Под аккомпанемент голоса моего учителя, я с наслаждением постигал премудрости слогоделения и голосовых регистров, доставшиеся церковным певчим от Гийома де Машо и Филиппа де Витри. Наших двух голосов оказывалось довольно для создания простейшей полифонии. Я любил его низкий голос, мне даже нравилось, что он несколько стариковский. Подобно морю, которое качает и баюкает путника, лежащего на песчаном берегу, он был как утешение, как великий покой, восходящий откуда-то из глубин. Он давал мне уверенность в себе.
По вечерам, когда заканчивались уроки, Жоскен предавался своей страсти. У него была коллекция кристаллов. Он любовался ими, всматриваясь, как преломляется сквозь их грани пламя свечи. Он не отрывал от них взгляда, пока на глаза его не наворачивались слезы. Тогда он брал графитовую палочку и наносил на выскобленный пергамент ноты. Черные на белом листе, они казались проекцией световых лучей, отражаемых кристаллами.
«Что это вы делаете, учитель?» – спросил я его однажды ночью, увидев, что он дрожит всем телом, охваченный непонятным волнением.
«Я слушаю свет, figlio mio. Я слушаю небесный огонь.
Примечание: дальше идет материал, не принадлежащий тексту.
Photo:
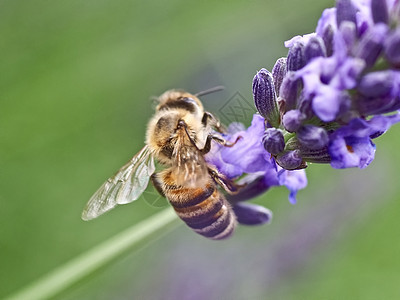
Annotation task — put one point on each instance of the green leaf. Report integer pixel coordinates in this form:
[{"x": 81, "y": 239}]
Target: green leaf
[{"x": 78, "y": 268}]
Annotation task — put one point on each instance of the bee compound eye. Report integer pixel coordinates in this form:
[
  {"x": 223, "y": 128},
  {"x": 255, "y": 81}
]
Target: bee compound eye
[{"x": 181, "y": 124}]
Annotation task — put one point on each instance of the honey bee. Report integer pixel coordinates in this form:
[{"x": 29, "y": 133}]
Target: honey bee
[{"x": 178, "y": 136}]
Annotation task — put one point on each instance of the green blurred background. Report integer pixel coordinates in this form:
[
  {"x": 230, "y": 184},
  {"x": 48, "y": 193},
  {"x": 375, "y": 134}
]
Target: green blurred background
[{"x": 76, "y": 78}]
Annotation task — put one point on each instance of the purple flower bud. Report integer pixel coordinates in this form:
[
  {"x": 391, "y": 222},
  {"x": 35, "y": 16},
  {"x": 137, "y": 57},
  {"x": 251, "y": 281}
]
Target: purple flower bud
[
  {"x": 289, "y": 90},
  {"x": 392, "y": 47},
  {"x": 254, "y": 185},
  {"x": 320, "y": 156},
  {"x": 314, "y": 48},
  {"x": 312, "y": 137},
  {"x": 349, "y": 33},
  {"x": 305, "y": 107},
  {"x": 379, "y": 11},
  {"x": 265, "y": 98},
  {"x": 371, "y": 44},
  {"x": 278, "y": 73},
  {"x": 296, "y": 59},
  {"x": 292, "y": 120},
  {"x": 376, "y": 84},
  {"x": 345, "y": 11},
  {"x": 327, "y": 36},
  {"x": 291, "y": 160},
  {"x": 273, "y": 141},
  {"x": 252, "y": 214}
]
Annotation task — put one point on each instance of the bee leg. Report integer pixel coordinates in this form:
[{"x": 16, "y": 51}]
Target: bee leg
[
  {"x": 219, "y": 140},
  {"x": 227, "y": 184},
  {"x": 157, "y": 184},
  {"x": 209, "y": 119}
]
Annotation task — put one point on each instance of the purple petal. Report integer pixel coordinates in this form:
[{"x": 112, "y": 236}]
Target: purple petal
[
  {"x": 252, "y": 214},
  {"x": 294, "y": 181}
]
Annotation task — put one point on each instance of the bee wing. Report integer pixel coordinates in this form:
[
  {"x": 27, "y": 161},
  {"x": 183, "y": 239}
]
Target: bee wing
[{"x": 124, "y": 187}]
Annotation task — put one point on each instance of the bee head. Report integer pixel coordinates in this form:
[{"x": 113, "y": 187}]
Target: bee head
[{"x": 179, "y": 99}]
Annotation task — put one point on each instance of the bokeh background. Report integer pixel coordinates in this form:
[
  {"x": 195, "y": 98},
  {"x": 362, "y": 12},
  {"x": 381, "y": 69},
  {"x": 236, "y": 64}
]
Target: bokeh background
[{"x": 76, "y": 80}]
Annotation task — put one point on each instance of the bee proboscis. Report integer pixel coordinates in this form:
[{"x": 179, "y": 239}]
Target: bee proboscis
[{"x": 178, "y": 136}]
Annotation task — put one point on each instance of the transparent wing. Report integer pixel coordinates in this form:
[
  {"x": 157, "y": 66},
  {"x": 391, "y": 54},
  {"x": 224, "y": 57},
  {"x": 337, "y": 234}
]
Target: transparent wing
[{"x": 124, "y": 187}]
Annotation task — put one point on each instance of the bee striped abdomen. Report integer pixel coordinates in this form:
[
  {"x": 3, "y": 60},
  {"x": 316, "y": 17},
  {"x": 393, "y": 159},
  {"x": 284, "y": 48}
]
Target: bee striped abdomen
[{"x": 204, "y": 210}]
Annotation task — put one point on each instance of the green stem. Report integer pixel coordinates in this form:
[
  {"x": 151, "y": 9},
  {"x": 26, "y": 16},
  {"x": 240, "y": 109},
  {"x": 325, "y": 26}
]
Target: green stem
[{"x": 83, "y": 265}]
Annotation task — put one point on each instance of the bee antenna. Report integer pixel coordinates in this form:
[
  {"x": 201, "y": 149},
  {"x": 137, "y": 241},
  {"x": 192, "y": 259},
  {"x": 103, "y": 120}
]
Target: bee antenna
[{"x": 209, "y": 91}]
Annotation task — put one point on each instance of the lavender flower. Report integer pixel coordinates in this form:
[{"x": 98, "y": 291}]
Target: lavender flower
[
  {"x": 332, "y": 94},
  {"x": 337, "y": 91}
]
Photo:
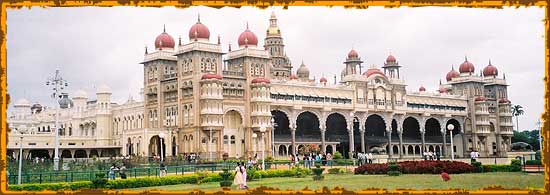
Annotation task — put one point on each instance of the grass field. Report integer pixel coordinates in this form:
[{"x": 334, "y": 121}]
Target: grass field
[{"x": 359, "y": 182}]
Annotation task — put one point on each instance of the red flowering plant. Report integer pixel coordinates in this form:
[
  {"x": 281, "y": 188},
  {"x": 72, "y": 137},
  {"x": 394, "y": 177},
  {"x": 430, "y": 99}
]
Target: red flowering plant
[{"x": 419, "y": 167}]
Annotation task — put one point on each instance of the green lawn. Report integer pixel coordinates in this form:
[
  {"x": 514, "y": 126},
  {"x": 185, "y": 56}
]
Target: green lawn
[{"x": 359, "y": 182}]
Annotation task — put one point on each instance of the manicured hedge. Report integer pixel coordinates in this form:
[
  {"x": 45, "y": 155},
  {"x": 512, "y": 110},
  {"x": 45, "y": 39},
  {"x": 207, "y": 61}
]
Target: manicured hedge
[
  {"x": 154, "y": 181},
  {"x": 418, "y": 167},
  {"x": 533, "y": 162}
]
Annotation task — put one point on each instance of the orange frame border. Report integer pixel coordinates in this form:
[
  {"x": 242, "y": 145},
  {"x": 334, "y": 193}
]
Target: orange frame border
[{"x": 361, "y": 4}]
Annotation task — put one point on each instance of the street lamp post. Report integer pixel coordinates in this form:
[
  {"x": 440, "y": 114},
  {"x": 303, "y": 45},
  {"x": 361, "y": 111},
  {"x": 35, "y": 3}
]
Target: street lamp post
[
  {"x": 21, "y": 131},
  {"x": 161, "y": 136},
  {"x": 451, "y": 127},
  {"x": 262, "y": 130},
  {"x": 58, "y": 84},
  {"x": 273, "y": 125}
]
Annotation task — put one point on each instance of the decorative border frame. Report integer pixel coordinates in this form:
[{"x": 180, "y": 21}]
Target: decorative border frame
[{"x": 262, "y": 4}]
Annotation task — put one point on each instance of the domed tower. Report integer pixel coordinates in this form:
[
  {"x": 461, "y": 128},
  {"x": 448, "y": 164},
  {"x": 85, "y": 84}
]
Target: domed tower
[
  {"x": 252, "y": 64},
  {"x": 211, "y": 112},
  {"x": 391, "y": 67},
  {"x": 160, "y": 70},
  {"x": 353, "y": 62},
  {"x": 303, "y": 72},
  {"x": 103, "y": 126},
  {"x": 22, "y": 108},
  {"x": 274, "y": 45}
]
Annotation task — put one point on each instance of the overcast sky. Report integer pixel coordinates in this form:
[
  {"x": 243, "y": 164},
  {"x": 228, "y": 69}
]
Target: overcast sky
[{"x": 93, "y": 46}]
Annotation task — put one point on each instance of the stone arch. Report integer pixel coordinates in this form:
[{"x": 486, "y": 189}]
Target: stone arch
[
  {"x": 307, "y": 126},
  {"x": 337, "y": 131},
  {"x": 411, "y": 130}
]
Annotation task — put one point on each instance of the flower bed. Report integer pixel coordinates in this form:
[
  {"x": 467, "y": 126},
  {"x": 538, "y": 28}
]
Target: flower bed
[{"x": 418, "y": 167}]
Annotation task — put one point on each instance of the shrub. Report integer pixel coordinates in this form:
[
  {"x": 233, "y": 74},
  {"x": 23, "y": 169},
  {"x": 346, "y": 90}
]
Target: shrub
[
  {"x": 418, "y": 167},
  {"x": 533, "y": 162},
  {"x": 99, "y": 181},
  {"x": 318, "y": 171},
  {"x": 337, "y": 155},
  {"x": 335, "y": 171},
  {"x": 478, "y": 167},
  {"x": 516, "y": 165}
]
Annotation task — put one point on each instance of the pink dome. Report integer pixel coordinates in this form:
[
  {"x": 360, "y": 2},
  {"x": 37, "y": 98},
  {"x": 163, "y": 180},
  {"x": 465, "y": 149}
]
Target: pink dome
[
  {"x": 391, "y": 58},
  {"x": 248, "y": 38},
  {"x": 199, "y": 31},
  {"x": 164, "y": 40},
  {"x": 261, "y": 80},
  {"x": 442, "y": 89},
  {"x": 466, "y": 67},
  {"x": 353, "y": 54},
  {"x": 490, "y": 70},
  {"x": 373, "y": 71},
  {"x": 503, "y": 101},
  {"x": 211, "y": 76},
  {"x": 480, "y": 98},
  {"x": 452, "y": 74},
  {"x": 422, "y": 88}
]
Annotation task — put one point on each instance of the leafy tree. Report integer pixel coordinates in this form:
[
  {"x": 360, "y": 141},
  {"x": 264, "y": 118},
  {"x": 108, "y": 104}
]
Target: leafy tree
[{"x": 517, "y": 110}]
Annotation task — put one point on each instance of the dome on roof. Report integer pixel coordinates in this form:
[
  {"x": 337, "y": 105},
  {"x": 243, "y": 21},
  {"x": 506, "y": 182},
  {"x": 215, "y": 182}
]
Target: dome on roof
[
  {"x": 452, "y": 74},
  {"x": 372, "y": 71},
  {"x": 490, "y": 70},
  {"x": 22, "y": 102},
  {"x": 199, "y": 31},
  {"x": 466, "y": 67},
  {"x": 353, "y": 54},
  {"x": 260, "y": 80},
  {"x": 103, "y": 89},
  {"x": 248, "y": 38},
  {"x": 164, "y": 40},
  {"x": 80, "y": 94}
]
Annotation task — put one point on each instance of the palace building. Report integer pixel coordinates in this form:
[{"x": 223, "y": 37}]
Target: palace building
[{"x": 204, "y": 99}]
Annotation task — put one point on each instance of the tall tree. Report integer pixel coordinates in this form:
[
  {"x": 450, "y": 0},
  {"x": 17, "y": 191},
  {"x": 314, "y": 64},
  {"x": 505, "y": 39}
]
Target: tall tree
[{"x": 516, "y": 111}]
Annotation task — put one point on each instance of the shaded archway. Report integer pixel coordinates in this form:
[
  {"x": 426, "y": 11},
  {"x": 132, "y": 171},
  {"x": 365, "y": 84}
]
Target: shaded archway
[
  {"x": 337, "y": 131},
  {"x": 66, "y": 154},
  {"x": 234, "y": 131},
  {"x": 80, "y": 154},
  {"x": 433, "y": 132},
  {"x": 411, "y": 131},
  {"x": 307, "y": 127}
]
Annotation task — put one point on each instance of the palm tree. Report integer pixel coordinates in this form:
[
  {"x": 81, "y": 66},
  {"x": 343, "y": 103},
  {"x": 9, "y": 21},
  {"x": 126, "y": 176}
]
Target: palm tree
[{"x": 516, "y": 111}]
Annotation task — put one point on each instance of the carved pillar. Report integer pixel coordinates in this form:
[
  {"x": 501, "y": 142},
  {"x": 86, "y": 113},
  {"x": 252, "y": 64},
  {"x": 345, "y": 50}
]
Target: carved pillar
[
  {"x": 401, "y": 144},
  {"x": 362, "y": 133},
  {"x": 390, "y": 149},
  {"x": 444, "y": 148},
  {"x": 323, "y": 144},
  {"x": 422, "y": 133}
]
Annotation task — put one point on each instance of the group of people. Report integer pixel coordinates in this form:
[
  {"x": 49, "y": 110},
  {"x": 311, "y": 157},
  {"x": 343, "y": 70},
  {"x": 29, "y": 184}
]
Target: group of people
[
  {"x": 115, "y": 169},
  {"x": 474, "y": 155},
  {"x": 431, "y": 155},
  {"x": 240, "y": 176},
  {"x": 309, "y": 160},
  {"x": 364, "y": 158}
]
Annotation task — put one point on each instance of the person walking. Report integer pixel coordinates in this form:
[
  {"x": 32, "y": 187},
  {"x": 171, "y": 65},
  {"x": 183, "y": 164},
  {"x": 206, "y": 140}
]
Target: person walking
[
  {"x": 122, "y": 171},
  {"x": 238, "y": 180},
  {"x": 244, "y": 175},
  {"x": 329, "y": 160},
  {"x": 112, "y": 172},
  {"x": 162, "y": 172}
]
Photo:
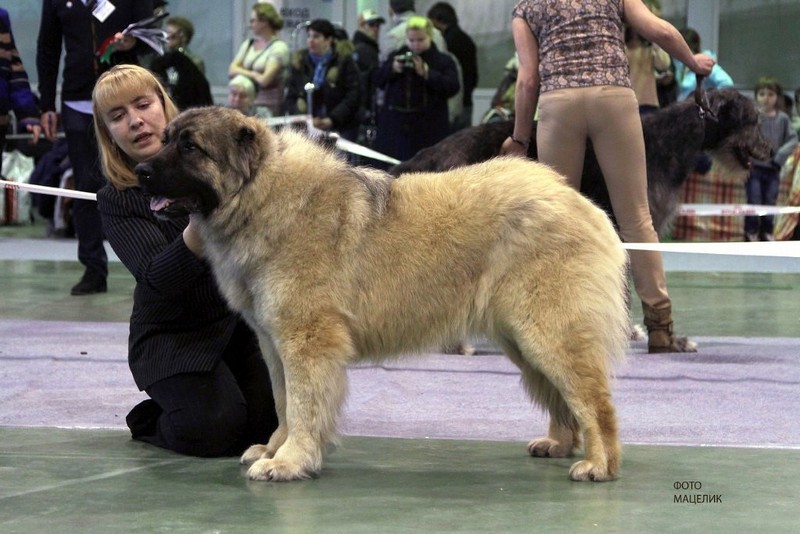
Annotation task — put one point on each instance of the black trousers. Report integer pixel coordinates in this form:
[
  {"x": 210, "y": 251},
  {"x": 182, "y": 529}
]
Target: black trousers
[
  {"x": 218, "y": 413},
  {"x": 86, "y": 172}
]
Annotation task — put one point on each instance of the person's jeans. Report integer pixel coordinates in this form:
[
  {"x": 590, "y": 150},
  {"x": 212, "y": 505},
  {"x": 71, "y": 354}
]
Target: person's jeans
[
  {"x": 83, "y": 155},
  {"x": 762, "y": 188}
]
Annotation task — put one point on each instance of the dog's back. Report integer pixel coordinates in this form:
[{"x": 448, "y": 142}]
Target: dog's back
[{"x": 458, "y": 247}]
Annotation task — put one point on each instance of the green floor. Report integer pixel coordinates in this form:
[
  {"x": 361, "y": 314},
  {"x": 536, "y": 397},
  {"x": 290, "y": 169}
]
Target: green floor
[
  {"x": 56, "y": 480},
  {"x": 78, "y": 480}
]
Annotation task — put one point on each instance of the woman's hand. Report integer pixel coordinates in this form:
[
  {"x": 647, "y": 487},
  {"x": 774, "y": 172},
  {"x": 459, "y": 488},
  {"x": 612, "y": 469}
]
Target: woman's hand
[
  {"x": 323, "y": 123},
  {"x": 123, "y": 43},
  {"x": 420, "y": 67},
  {"x": 703, "y": 64},
  {"x": 192, "y": 238},
  {"x": 49, "y": 124},
  {"x": 510, "y": 147}
]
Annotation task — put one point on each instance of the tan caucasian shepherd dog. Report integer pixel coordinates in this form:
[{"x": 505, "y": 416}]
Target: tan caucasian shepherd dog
[{"x": 331, "y": 264}]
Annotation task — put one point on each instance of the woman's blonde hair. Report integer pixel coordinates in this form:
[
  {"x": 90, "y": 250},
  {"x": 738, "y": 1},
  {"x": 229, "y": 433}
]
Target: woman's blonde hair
[
  {"x": 121, "y": 84},
  {"x": 266, "y": 12},
  {"x": 420, "y": 23}
]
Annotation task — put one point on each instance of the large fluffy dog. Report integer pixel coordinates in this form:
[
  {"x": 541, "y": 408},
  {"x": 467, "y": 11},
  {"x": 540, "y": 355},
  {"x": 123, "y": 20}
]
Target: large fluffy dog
[
  {"x": 331, "y": 264},
  {"x": 673, "y": 138}
]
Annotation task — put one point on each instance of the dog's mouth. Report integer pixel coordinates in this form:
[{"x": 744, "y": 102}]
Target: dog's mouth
[{"x": 173, "y": 207}]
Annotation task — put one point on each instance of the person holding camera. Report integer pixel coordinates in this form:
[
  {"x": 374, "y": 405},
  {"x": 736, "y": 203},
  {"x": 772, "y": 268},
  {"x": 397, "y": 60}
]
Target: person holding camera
[{"x": 417, "y": 80}]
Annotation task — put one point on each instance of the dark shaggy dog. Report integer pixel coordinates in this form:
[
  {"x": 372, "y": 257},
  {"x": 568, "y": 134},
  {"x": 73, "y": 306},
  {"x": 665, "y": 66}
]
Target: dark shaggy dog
[{"x": 673, "y": 138}]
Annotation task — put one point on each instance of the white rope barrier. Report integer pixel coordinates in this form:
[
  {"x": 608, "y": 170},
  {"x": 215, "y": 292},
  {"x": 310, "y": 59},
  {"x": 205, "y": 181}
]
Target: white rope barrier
[
  {"x": 733, "y": 210},
  {"x": 774, "y": 249},
  {"x": 45, "y": 190}
]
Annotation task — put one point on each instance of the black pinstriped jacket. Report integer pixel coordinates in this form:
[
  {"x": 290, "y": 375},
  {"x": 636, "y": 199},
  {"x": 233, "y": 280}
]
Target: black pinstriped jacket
[{"x": 180, "y": 322}]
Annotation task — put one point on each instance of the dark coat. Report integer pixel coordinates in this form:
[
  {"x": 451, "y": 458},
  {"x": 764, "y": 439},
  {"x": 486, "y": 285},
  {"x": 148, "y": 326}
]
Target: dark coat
[
  {"x": 340, "y": 95},
  {"x": 15, "y": 90},
  {"x": 368, "y": 60},
  {"x": 69, "y": 24},
  {"x": 415, "y": 114},
  {"x": 463, "y": 47},
  {"x": 180, "y": 322},
  {"x": 184, "y": 81}
]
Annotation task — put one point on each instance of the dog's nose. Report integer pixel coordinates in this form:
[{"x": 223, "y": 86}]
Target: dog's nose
[{"x": 144, "y": 171}]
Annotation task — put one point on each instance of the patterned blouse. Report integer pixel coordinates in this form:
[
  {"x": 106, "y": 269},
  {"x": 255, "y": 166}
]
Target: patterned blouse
[{"x": 581, "y": 42}]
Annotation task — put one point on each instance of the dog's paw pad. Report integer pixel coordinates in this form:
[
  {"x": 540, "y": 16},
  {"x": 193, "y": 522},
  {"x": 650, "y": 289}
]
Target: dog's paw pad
[
  {"x": 253, "y": 454},
  {"x": 586, "y": 471},
  {"x": 548, "y": 448},
  {"x": 275, "y": 471}
]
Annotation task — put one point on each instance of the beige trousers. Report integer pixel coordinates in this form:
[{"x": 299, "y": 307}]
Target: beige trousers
[{"x": 609, "y": 116}]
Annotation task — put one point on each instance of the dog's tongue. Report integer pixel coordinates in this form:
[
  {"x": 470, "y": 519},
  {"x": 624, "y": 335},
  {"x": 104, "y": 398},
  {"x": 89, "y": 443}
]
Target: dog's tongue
[{"x": 159, "y": 203}]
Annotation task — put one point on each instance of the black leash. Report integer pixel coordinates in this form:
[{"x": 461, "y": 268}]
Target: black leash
[{"x": 701, "y": 99}]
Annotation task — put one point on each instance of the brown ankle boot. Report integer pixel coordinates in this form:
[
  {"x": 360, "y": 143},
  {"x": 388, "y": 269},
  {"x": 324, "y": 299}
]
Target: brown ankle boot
[{"x": 660, "y": 337}]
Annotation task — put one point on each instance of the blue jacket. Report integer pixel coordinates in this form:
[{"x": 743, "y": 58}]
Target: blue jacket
[{"x": 15, "y": 91}]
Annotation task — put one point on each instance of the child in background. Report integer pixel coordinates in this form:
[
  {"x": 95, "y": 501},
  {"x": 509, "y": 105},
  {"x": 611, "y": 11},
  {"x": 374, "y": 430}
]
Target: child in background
[{"x": 762, "y": 184}]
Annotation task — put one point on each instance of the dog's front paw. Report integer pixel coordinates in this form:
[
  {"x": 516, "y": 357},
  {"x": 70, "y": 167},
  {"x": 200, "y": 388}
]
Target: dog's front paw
[
  {"x": 549, "y": 448},
  {"x": 271, "y": 470},
  {"x": 584, "y": 471},
  {"x": 254, "y": 453}
]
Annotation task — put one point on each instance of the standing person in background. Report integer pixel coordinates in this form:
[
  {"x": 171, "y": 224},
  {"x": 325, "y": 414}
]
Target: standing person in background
[
  {"x": 208, "y": 383},
  {"x": 687, "y": 82},
  {"x": 15, "y": 90},
  {"x": 395, "y": 37},
  {"x": 645, "y": 59},
  {"x": 336, "y": 92},
  {"x": 367, "y": 57},
  {"x": 763, "y": 181},
  {"x": 81, "y": 31},
  {"x": 418, "y": 79},
  {"x": 264, "y": 59},
  {"x": 582, "y": 96},
  {"x": 179, "y": 34},
  {"x": 462, "y": 46},
  {"x": 242, "y": 95}
]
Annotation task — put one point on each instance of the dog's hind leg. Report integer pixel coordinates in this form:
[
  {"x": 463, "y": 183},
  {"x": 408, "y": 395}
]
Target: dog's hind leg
[
  {"x": 314, "y": 355},
  {"x": 563, "y": 437},
  {"x": 570, "y": 380},
  {"x": 278, "y": 381}
]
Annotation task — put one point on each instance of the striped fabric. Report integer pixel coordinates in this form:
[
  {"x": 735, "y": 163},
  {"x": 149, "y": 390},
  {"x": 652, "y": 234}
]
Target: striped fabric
[
  {"x": 717, "y": 186},
  {"x": 180, "y": 323},
  {"x": 789, "y": 195}
]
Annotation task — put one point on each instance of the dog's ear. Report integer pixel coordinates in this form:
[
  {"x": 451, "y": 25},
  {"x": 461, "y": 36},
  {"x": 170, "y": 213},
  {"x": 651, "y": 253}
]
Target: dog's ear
[{"x": 247, "y": 141}]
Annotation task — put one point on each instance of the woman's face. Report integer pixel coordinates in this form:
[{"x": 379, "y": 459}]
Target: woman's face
[
  {"x": 317, "y": 43},
  {"x": 767, "y": 99},
  {"x": 137, "y": 126},
  {"x": 257, "y": 25},
  {"x": 239, "y": 98},
  {"x": 418, "y": 41}
]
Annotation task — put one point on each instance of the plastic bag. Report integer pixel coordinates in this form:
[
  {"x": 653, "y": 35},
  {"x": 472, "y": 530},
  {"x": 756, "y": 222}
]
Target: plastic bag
[{"x": 15, "y": 205}]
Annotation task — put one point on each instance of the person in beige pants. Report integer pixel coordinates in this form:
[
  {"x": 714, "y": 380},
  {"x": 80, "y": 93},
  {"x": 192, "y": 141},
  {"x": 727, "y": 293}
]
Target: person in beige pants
[{"x": 572, "y": 65}]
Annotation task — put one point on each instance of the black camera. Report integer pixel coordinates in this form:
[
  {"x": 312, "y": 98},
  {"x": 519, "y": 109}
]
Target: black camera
[{"x": 406, "y": 60}]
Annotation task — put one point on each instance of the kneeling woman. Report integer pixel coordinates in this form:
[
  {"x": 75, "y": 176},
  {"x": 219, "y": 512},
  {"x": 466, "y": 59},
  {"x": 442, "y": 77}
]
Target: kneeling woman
[{"x": 209, "y": 387}]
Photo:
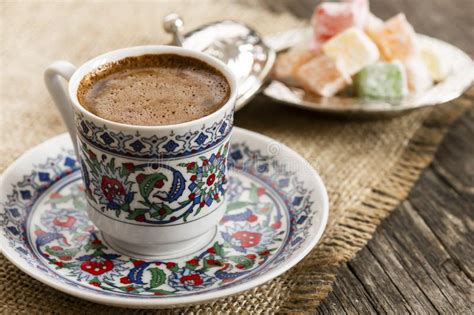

Его тайна представляется мне душой музыки, стезей совершенства, хранилищем всего самого священного из божественных творений. Взгляни – то, что скрыто в мертвой материи, оживает, едва я приближаю пламя свечи. Такова и музыка – бесплотная жизнь, что рождается в недрах нашей гортани и волнует сердца людей, вечно оставаясь невидимой, недоступной осязанию. Незримая и чувственная, недоступная для наших глаз, но живущая в наших сердцах. Каков парадокс, не правда ли? Удастся ли мне однажды ухватить ее сущность с помощью моих жалких нот? Сумею ли я донести истину до слуха людей? То, что я ищу, figlio mio, это ars perfecta – совершенное искусство! Однако очень скоро именно мы – музыканты – достигнем этой высоты!»